Edited 2017-08-21 20:06 UTC
kurkosdr,
A) Voting with your wallet only works in a healthy free market with competition where vendors are actually catering to our needs. For everyone else, we have every reason to complain. You have every right to ignore us if it’s any consolation
B) The OP’s 9 posts on osnews are hardly whining and criticizing him for expressing hope that is android moving in the right direction is quite harsh, methinks.
Submitted from my PDP-11-mobile phone
Well, based on this site’s coverage of every AmigaOS and BeOS release in the past 10 years, I’d say that Android OS “O” being released tomorrow counts.
🙂
Now that my current devices were finally updated to Nougat this happens.
If they were being more sensible about handling of adaptive icons, and didn’t keep removing night mode.
Seriously, the entire argument for adaptive icons (supposed improvement to consistency of the appearance of icons on a device) is obviously pandering to OEM’s who want to dictate how things look on their devices, and is inherently bogus unless they require support in all apps (and they don’t even have all of their apps using it consistently (the clock app in particular is an outlier with it’s gray background instead of the white they use for everything else), and they look horrendous against any background that isn’t already bright and colorful.

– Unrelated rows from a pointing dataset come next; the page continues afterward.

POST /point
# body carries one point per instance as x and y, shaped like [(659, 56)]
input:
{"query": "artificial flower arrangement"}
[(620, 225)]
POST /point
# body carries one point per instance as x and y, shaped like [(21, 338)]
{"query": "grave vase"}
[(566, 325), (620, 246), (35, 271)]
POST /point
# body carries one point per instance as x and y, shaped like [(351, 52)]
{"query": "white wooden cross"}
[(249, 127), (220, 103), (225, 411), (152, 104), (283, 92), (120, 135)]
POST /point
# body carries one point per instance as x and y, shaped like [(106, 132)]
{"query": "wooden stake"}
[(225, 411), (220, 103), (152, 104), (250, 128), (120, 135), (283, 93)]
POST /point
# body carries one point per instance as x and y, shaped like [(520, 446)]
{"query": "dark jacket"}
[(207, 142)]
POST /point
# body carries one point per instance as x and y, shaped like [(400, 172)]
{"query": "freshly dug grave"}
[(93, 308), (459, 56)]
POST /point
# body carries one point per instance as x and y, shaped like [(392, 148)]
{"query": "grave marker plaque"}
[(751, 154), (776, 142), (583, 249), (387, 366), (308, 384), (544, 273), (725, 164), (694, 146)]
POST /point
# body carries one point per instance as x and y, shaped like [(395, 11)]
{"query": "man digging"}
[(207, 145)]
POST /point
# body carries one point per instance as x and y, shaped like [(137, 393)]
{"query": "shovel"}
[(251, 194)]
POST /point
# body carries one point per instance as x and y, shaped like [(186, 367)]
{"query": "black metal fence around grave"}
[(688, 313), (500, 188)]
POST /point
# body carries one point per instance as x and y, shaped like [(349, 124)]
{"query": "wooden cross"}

As far as night mode, that’s just getting ridiculous at this point, it’s worked well enough in every recent Android version that included it, and people have been asking for it regularly, yet they keep removing it (with no explanation of course, it’s in the system UI tuner so apparently they think nobody cares).
To the Google Teams and to their Community [%]D
That popular “Boy Who Cried Wolf” fable will be replaced by “Manufacturer Who Promised Timely OS Updates”. They’ll have children’s picture books about it.
In Future issues, always walking toward precipices. Difference make taking adequate oversight, forecast and steeps. Matrix still coming, and yeah, is a wolf.
I rock an iPhone 5S as my daily driver and maintain my Nexus 4 at home for most of my media and car diagnostics. Apple still updates my 5S, whereas I have to use LineageOS for for Nexus 4. Regardless of where my updates are coming from, however, both of these phones have well outlived their projected lives and continue to be useful to me.
I’ve had newer phones and sold them as the things they have added just don’t justify them to me. The Nexus 5 really didn’t really do anything over the 4, and a bigger screen and 3D touch of the iPhone 6S was gimmicky- I also prefer smaller screens.
These are all personal preferences of which noone else’s opinions matter to me for the sake of my usage. Sure, I may upgrade to get fingerprint reading on the Nexus (Pixel now) or move to getting NFC payments on the iPhone.
The iPhone SE solves this for me Apple-side, but nothing from Google has yet to offer the smaller form factor and the other things. I’m not even going back down the road of another phone provider for the OS (yet- Essential looks nice, but seriously, I can buy a lot of other things for that money).
So, for incremental improvements, nothing really beats my Nexus 4 and iPhone 5S. Apple also continues to flat out support their older products and drag them along with the rest of the bunch, whereas Google seems to release it and then let it sit on the vine.
I love em both, though, and actually have them both with me at work today. The new LineageOS for the Nexus 4 just screams and really has given this thing a new lease on life.